U.S. wheat futures rose on Monday after falling sharply in three of the last four sessions, as intense fighting between Ukraine and Russia stoked fears that a deal for the safe transportation of Ukrainian grain exports might not be renewed.

* Russia told a United Nations official on Monday that extension of a Black Sea grain deal was contingent on the West easing restrictions on Russian agricultural and fertilizer exports.

* “Wheat is rising today largely on continued geopolitical risks and concerns that the safe shipping channel for Ukraine’s grain exports will not be extended,” said Matt Ammermann, commodity risk manager at StoneX.

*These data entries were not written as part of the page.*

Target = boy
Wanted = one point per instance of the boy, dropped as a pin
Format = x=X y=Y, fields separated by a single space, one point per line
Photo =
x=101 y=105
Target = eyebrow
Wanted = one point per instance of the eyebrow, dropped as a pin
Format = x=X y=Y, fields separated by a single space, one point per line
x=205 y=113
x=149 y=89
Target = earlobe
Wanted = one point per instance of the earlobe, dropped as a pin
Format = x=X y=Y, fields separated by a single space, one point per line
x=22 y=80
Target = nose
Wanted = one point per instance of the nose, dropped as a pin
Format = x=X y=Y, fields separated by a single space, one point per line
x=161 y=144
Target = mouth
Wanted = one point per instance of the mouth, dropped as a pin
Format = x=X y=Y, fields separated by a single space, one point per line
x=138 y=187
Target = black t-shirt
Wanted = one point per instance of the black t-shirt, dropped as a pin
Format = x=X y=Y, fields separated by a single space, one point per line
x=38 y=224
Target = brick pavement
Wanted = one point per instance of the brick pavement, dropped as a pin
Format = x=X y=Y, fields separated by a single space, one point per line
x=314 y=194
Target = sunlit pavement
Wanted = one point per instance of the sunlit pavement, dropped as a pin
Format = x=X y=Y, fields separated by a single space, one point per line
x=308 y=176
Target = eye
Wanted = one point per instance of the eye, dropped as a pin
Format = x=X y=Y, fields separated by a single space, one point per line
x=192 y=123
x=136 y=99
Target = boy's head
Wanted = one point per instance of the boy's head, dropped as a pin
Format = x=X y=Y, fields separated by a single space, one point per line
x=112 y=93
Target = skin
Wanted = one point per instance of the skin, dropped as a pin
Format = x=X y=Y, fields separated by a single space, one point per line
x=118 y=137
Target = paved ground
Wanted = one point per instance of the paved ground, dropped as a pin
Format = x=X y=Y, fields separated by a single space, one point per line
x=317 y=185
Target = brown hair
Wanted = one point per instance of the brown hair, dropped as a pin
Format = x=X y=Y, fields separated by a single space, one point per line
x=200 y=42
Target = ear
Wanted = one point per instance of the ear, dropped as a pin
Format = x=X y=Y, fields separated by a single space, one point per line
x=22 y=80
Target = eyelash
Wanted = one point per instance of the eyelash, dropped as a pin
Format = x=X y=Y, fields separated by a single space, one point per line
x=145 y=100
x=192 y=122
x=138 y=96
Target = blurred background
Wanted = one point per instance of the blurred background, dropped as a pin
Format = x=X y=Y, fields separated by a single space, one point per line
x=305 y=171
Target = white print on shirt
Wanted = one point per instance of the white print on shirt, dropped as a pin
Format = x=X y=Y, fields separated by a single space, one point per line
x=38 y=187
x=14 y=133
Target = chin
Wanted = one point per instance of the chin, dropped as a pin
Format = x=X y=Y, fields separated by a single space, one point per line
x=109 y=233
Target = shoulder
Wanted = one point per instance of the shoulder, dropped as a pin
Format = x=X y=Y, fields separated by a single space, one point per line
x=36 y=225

* “The fighting in Ukraine has intensified and there is a lack of news on progress in talks to extend the export corridor, which is creating concern,” he added.

* Russian drones attacked sunflower oil tanks at a terminal in the Ukrainian port city of Mykolaiv on Sunday.

* Soybean futures also rose as bullish export news supported prices, but gains were held in check by concerns top buyer China may soon look elsewhere.

* Corn futures were lower on pressure from the ongoing harvest in the US Midwest.

* By 1601 GMT, December soft red winter wheat futures on the Chicago Stock Exchange were up 6.75 cents at $8.665 a bushel.

* CBOT November soybean futures were up 9 cents at $13.9275 a bushel and December corn was down 5 cents at $6.8475 a bushel.